J'ai connu un peu tous les types d'organisation : la dyarchie, la triarchie au tribunal de Paris, avec en plus un partenariat public-privé qui est venu considérablement compliquer la donne. La dyarchie est une organisation baroque, puisqu'il y a deux pilotes dans l'avion. Pour autant, de manière assez classique, le président suit les questions budgétaires, et le procureur s'assure qu'il n'y a pas de distorsion ; mais c'est plutôt le président qui a la main. Il existe une sorte d'accord tacite entre chefs de juridiction, qui s'entendent assez bien sur une répartition. Je vous dois cependant la vérité ! Quand l'allocation des moyens est insuffisante, quand il y a une pénurie de greffiers, quand il y a une pénurie d'adjoints administratifs, se répartir la misère, c'est lamentable !
J'ai connu une autre organisation au tribunal de Paris, avant son déménagement, qui, à mon sens, était beaucoup plus saine : il existait des moyens alloués au parquet, des moyens alloués au siège, et une réflexion sur ce que pouvaient être les services communs, comme le traitement des frais de justice. Nous évitions ainsi des querelles assez indignes, pour bénéficier qui du nouveau greffier, qui du nouvel adjoint administratif. Nous sommes dans une situation permanente de sous-effectifs. Deux directions de greffe séparées, avec d'une part un directeur de greffe rattaché au procureur de la République, qui gère ses moyens, et d'autre part celui du siège, voilà qui est beaucoup plus digne. Cela autorise une dyarchie beaucoup plus harmonieuse, qui consacre son temps aux vrais sujets.
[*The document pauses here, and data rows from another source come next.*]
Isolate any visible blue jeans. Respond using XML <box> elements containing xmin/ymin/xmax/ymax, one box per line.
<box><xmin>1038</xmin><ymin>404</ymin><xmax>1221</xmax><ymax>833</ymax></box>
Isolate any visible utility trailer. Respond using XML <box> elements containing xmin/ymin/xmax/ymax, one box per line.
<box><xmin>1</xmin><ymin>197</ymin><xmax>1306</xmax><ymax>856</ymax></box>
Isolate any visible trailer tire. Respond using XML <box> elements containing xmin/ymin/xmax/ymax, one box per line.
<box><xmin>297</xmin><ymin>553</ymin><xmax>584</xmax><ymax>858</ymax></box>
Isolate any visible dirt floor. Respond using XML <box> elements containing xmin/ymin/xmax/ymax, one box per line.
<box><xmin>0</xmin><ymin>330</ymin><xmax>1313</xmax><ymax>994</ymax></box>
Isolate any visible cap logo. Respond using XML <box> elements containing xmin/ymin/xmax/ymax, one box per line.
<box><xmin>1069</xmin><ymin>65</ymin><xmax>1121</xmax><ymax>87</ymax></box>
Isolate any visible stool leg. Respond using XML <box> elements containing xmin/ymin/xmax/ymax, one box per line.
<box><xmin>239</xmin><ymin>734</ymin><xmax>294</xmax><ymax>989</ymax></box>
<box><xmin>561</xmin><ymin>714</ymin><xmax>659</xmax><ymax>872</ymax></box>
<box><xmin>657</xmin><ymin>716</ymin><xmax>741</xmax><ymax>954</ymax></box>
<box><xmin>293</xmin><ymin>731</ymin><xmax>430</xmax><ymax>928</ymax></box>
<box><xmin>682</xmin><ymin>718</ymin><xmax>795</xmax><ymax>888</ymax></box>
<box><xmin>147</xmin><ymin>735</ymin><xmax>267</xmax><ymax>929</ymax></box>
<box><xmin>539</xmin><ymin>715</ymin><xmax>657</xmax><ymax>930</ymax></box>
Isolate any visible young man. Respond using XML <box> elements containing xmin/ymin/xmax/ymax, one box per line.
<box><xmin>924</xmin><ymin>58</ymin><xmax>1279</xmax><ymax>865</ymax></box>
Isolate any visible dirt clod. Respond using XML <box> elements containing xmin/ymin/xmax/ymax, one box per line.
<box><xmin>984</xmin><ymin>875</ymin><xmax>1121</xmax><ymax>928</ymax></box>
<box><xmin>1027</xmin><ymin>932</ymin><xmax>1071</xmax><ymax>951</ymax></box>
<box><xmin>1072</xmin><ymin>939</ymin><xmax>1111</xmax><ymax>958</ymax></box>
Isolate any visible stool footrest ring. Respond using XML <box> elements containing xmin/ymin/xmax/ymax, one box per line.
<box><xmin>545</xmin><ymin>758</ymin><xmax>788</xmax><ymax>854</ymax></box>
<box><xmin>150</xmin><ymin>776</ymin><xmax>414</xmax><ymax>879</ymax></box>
La difficulté est que les moyens alloués aux juridictions sont insuffisants. Dans la plupart des juridictions, nous sommes confrontés à ces pénibles arbitrages. Faut-il affecter le greffier qui vient d'arriver à la notation des officiers de police judiciaire pour le parquet, ou au service d'accueil du justiciable pour le siège, qui sont deux préoccupations prégnantes ? Dans les deux cas, le recrutement est urgent et nécessaire au bon fonctionnement de l'institution. Quand les moyens sont séparés, chacun gère et arbitre sans querelles quotidiennes. Pour avoir testé les deux systèmes, celui-ci est beaucoup mieux.